24th International Congress of History of Science, Technology and Medicine

Information for session chairs

Dear session chair

Thank you for agreeing to chair a session at iCHSTM 2013. Session chairs are a vital component of any successful meeting. Your help is greatly appreciated!

The following information may be helpful to you in chairing your session. Please read it thoroughly in advance of the meeting!

Before the meeting  

Please contact your speakers as soon as possible by email, to introduce yourself and to outline arrangements for the session. We also recommend that you arrange a time to meet up at the Congress ahead of your session – perhaps during one of the evening receptions, or at lunchtime.

If your session has a commentary,  please direct your presenters to send their papers to the commentator as soon as possible.

We will soon be sending out detailed technical guidelines to all presenters, but we would be grateful if you could emphasise to them the main points:

  • All session rooms are equipped with a Windows PC running PowerPoint, LCD data projector (beamer), internet connection and audio speakers.
  • Presenters who are using the room PC should prepare their presentations on a USB stick in advance, and if possible load it to the PC before the first session in the morning on the day of the session. If this is not possible, they should arrive 15 minutes in advance of the stated session start time to load the file and familiarise themselves with the room.
  • Presenters wishing to project from a personal laptop should likewise arrive early and test the connection carefully. A standard VGA connector is provided.
  • Apple users will need to make their own technical arrangements, and should bring an appropriate adapter cable for VGA connection and any required chargers or other equipment.

Anyone with special audiovisual requests should advise the organisers as soon as possible at enquiries@ichstm2013.com.

Session timings

Given the unprecedented scale and complexity of iCHSTM, it is very important that we keep closely to the published timings, in order to help everyone attend the papers they want to hear, and to manage the flow of delegates around the venues at busy times.

Therefore, please begin and end your session on time – this is your most important job! 

Please note that in order to minimise crowding and queues (lines) for coffee, we have introduced a ten-minute stagger in the schedule of start and end times. In the early morning session, for example, half the sessions begin at 09.00 and end at 10.30; the others begin at 09.10 and end at 10.40. Please check the exact timings of your session carefully, and make sure your speakers are aware of them.

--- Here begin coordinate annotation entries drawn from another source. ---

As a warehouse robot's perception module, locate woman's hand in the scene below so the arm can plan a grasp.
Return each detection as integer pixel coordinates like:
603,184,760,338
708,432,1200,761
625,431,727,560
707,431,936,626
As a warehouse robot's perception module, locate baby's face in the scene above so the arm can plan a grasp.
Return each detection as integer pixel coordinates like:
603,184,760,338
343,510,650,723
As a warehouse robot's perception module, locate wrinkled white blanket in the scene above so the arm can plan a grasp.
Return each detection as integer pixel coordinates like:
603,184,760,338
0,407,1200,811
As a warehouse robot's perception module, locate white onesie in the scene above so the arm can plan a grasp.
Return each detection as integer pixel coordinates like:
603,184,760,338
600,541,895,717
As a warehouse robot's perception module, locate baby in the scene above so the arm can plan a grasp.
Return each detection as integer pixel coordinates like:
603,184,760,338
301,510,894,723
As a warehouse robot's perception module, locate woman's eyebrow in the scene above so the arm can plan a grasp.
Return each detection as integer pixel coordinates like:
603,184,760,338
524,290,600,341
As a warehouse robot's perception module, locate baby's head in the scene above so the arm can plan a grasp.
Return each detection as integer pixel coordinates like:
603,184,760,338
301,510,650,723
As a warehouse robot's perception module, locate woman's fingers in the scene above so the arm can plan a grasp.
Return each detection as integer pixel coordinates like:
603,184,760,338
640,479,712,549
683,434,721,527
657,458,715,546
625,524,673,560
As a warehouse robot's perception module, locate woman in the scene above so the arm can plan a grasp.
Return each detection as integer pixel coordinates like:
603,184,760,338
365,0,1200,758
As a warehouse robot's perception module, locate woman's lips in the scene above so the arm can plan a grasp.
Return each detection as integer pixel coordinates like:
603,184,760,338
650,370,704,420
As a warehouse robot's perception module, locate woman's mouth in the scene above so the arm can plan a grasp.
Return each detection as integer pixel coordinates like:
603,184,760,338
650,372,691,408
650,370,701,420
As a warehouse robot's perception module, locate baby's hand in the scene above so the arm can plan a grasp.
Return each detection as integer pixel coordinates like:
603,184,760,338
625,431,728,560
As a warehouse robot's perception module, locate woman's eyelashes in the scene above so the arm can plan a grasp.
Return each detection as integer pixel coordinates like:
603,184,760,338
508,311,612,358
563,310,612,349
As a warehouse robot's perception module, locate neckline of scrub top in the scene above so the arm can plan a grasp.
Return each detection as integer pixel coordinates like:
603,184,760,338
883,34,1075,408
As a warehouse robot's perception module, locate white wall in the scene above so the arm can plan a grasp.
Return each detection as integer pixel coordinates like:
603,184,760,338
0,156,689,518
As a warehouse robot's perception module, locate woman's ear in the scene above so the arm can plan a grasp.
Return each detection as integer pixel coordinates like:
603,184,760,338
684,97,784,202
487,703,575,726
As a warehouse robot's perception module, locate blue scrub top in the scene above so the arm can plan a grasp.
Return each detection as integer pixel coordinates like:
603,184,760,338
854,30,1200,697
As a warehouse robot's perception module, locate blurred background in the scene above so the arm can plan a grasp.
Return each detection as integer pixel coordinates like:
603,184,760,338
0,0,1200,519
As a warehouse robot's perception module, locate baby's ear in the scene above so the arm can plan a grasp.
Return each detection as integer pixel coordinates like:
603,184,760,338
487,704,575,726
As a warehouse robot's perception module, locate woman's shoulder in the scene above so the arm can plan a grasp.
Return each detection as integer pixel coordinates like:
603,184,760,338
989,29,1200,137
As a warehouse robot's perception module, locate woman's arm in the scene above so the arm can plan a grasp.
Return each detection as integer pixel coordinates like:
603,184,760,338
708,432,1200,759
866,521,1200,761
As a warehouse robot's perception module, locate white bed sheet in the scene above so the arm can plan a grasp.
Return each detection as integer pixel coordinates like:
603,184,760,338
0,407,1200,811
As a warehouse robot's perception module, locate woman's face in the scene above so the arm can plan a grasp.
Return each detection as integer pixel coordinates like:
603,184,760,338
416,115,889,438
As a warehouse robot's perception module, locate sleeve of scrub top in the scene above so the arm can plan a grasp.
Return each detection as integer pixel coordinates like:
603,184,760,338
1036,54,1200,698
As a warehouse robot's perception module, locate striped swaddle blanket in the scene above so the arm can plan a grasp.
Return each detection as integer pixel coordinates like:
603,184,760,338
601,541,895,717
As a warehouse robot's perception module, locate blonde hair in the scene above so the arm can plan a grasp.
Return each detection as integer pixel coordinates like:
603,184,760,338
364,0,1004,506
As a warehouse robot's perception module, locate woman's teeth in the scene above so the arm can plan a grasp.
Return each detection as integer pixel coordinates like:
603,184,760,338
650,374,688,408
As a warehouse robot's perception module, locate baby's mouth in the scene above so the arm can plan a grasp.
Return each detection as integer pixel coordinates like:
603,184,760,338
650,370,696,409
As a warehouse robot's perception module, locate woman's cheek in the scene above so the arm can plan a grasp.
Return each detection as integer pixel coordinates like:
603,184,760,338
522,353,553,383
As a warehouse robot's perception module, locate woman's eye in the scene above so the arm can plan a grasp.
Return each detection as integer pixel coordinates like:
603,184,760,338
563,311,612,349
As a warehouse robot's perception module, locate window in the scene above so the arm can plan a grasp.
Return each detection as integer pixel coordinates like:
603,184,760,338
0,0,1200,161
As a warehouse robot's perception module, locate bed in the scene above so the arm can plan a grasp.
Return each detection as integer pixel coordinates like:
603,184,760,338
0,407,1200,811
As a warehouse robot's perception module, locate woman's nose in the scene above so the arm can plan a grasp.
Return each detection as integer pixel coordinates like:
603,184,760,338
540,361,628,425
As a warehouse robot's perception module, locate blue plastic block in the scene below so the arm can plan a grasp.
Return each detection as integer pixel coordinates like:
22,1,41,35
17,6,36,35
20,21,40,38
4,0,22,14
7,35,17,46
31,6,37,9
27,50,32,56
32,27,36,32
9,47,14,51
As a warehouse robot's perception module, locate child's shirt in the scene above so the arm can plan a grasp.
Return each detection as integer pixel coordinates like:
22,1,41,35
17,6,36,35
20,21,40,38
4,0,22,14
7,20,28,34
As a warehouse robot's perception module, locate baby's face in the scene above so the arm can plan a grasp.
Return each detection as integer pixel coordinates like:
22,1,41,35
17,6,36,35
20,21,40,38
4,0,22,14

You should begin your session at the appointed time (don’t wait for stragglers: in most cases they will filter in quietly).

Please begin by welcoming your audience, and in your opening remarks please mention the title of the session (for those who may have come to the wrong room). Please then ask everyone to set to silent mode any mobile phones (cellphones), watch alarms, pagers, Blackberries, and other potentially disruptive items.

We are encouraging delegates to tweet and use other social media, so please encourage your audience to do this, so long as their mobile devices are switched to silent. Please also ask anyone intending to take photographs of speakers, slides, etc to do so without using flash, as this can be disconcerting or annoying to speakers.

Absent speakers

If a speaker has unexpectedly cancelled or does not show up, please try to follow the timeslot sequence listed in the programme, using the vacant spot for discussion (not possible if the first speaker has cancelled). This will allow audience members moving between sessions to hear papers of interest to them.


Most speakers are well-disciplined and keep to their allotted time; and they will have been advised separately of the importance of doing this – but it’s your role, as chair, to make sure that it happens.

Running times within each session slot will depend on how many papers there are.  We expect that the majority of sessions will give equal time to each paper, although this is at the discretion of symposium organisers. Please note the following recommendations, which allow reasonable time for introductions and changeover of presenters.

  • 3 papers in session: advise presenters to aim for 22 to 25 minutes of running time. (This allows a reasonable short question period; presenters may be advised that if they over-run, their question time will be cut accordingly.)
  • 4 papers in session: 18 to 20 minutes per presentation, on the same basis
  • 5 papers in session: 15 minutes per presentation, on the same basis
  • Sessions including a commentary: specify the length of commentary in advance (10 or 15 minutes recommended) and work out the paper times accordingly.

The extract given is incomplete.